Desde entonces, cada año en el mes de enero, se celebra la Feria de las Alasitas, donde la gente compra miniaturas de todo lo que sueñan tener: casitas, comida, libros, autos, dinero. Todo se lo entregan al Ekeko para pedirle suerte y abundancia.
Y así, generación tras generación, el Ekeko sigue siendo parte del corazón del pueblo andino, recordándonos que la riqueza no está solo en tener cosas, sino en compartir, agradecer y creer en la magia del amor.
(497 Palabras)
Hace muchísimos años, en los antiguos caminos de los Andes peruanos, existía un pequeño pueblo junto al lago Titicaca. Allí vivía una familia muy humilde: el padre, la madre y dos niños. El padre estaba enfermo, y la madre hacía lo imposible para sacarlos adelante, mientras los niños la ayudaban en todo lo que podían. Cada noche, antes de dormir, la mujer rezaba a los apus, los espíritus bondadosos de las montañas, y dejaba unas hojitas de coca sobre una piedra en el patio, pidiendo un milagro.
Una mañana, la madre salió a barrer el patio con su escoba de caña. Entre el polvo y la paja, descubrió algo sorprendente: ¡una figurita de barro diminuta! Era un hombrecito alegre: tenía mejillas sonrosadas, un sombrero andino y un poncho lleno de bolsillos, de cada uno asomaba un pequeño pan, monedas, maíz y hasta una miniatura de guitarra. La mujer lo levantó con cuidado y, pensando que era un juguete que alguien había perdido, lo puso en una repisa de su sala.

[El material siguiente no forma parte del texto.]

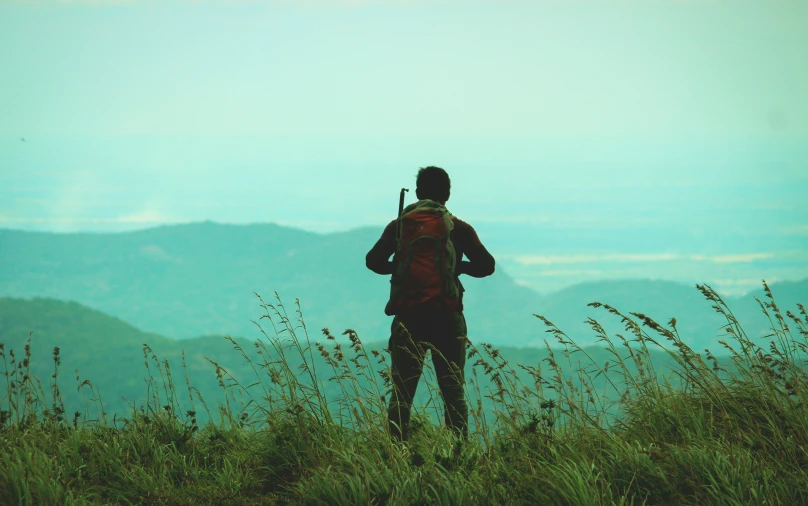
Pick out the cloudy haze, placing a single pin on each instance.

Esa misma noche, después de cenar lo poco que tenían (un puñado de papas hervidas), se fueron a dormir con hambre y preocupación. Pero al amanecer sucedió algo mágico: del techo bajó un suave aroma a pan recién horneado. Cuando la madre entró a la cocina, encontró sobre la mesa panes dorados, frutas jugosas, quesos y cuencos de sopa. ¡Había suficiente comida para toda la semana! El padre, asombrado, probó un trozo de pan y recuperó fuerzas para sonreír.

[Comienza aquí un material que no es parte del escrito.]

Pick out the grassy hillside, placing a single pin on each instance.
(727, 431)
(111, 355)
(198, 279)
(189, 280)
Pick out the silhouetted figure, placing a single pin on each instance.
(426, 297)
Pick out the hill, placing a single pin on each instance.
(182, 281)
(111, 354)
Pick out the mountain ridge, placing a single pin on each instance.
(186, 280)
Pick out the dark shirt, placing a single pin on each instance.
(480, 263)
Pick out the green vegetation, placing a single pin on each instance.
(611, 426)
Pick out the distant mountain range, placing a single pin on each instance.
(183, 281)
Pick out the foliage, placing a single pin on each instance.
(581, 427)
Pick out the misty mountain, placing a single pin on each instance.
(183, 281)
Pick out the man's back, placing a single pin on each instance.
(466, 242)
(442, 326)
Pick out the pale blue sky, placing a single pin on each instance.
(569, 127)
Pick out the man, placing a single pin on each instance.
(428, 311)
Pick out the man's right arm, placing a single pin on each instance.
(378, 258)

Cada día, la familia encendía una pequeña vela al lado de la figurita de barro y dejaba un puñado de hojas de coca. Y cada mañana, aparecían sobre la mesa nuevos alimentos: choclo, quesillo, camotes, e incluso ropa abrigadora para el padre. El pueblo comenzó a hablar:
—Seguro es el Ekeko, el dios de la abundancia, quien nos ayuda cuando más lo necesitamos.
Muy pronto, otras familias hicieron sus propios Ekekos de barro y los colocaron en sus casas. Aprendieron que no bastaba con pedir sin más: había que cultivar la esperanza, trabajar con alegría y compartir lo recibido. Aquellos que guardaban todo para sí mismos veían que la magia no funcionaba; en cambio, quienes daban un pedacito de su cosecha o una moneda a un vecino recibían todavía más bendiciones.
Con el tiempo, la tradición se volvió una celebración colorida: en el mes de enero, en la ciudad de La Paz (cerca del Titicaca), se organiza la Feria de las Alasitas. En ella, artesanos venden miniaturas de todo lo imaginable: casitas, autos, libritos, jamones, computadoras… ¡hasta avioncitos de juguete! La gente compra esas miniaturas y las ofrece a su Ekeko, pidiéndole salud, estudios, trabajo, viajes o prosperidad para el año que comienza.
Y así, generación tras generación, el Ekeko sigue en el corazón andino. Nos recuerda que la verdadera abundancia nace de la fe, el trabajo conjunto y el deseo de compartir, pues quien da con gratitud siempre encuentra más motivos para sonreír y ayudar al prójimo.